Although this assumption limits the kinds of models that can use the SIMPLEGEN pipeline, it does so with good reason. When this assumption is met it means we can separate out the genetic aspect of simulation from the epidemiological aspect, which in turn can have huge benefints in terms of speed and memory requirements. It still leaves the door open to many research and surveillance questions, for example those that rely on patterns of neutral genetic variation, however, there will always be situations where we cannot make this assumption in which case other tools may be more appropriate.
To make a transmission record we need a way of tracking infections as they move between human hosts and mosquitoes. This can be done quite easily by using three different types of IDs:
These IDs are nothing more than integer numbers that uniquely identify a given person/mosquito/infection. Figure 1 gives a diagram of an infection being passed from a human host to a mosquito. The human here has ID 21, the mosquito has ID 33, and the infection IDs are shown inside the small circles and along the arrow, which represents transmission. The human host initially carries infection ID 1, which then becomes infection ID 2 when it is passed to the mosquito. We can say that infection 2 is the child of infection 1, and likewise infection 1 is the parent of infection 2.
A more complex example is given in Figure 2. Here we have several chains of transmission going between human hosts and mosquitoes.
There are several things to note from this diagram:
Every infection has a unique ID, even infections that are children of the same parent. For example, infections 3 and 4 are both children of infection 1, but they have different IDs to distinguish them from one another (they are different populations of parasites).
Both humans and mosquitoes can be infected multiple times. In this example human 25 picks up infections from two different mosquitoes, and similarly mosquito 35 picks up infections from two different humans. There is no limit imposed on the number of infections a human/mosquito can receive.
An infection can have a single parent or multiple parents. In this example infection 12 is the child of parents 8 and 9.
Now that we have established some rules for how infections are passed between humans and mosquitoes we can think about how to encode this information. Figure 3 gives the exact same information as shown in the diagram, but in the form of a table:
Again, there a few things to note from this table:
The time column tells us when the infectious bite happened. In this example we have events over five sequential days, but there is no need for time to be sequential in real simulations.

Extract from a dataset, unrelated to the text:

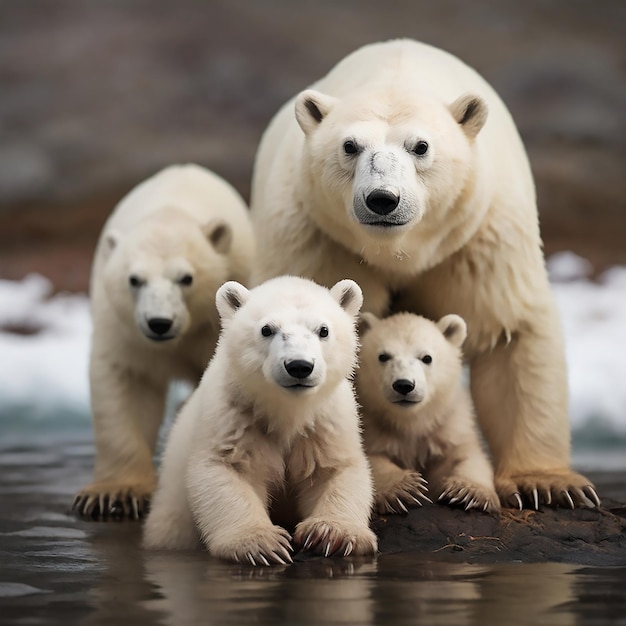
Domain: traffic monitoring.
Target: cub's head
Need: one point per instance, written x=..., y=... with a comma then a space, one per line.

The event column tells us whether this row represents a human being infected from a mosquito (event = 1) or a mosquito being infected from a human (event = 2). These are the only two possible events; if we wanted to represent parasites being passed in both directions in a single bite we would have to use two rows.
In some cases we might want to represent a new infection entering the population without a parent; for example an infection imported from outside our study population. In this case a value -1 can be used for both the infection ID and the human/mosquito ID. In this example we start with two infected humans (21 and 22), so these are encoded in the table as two new infections without parents.
The transmission record is nothing more than a copy of this table for every event in the simulation. It is stored as a comma-separated file (.csv), meaning it can be opened and browsed manually if needed.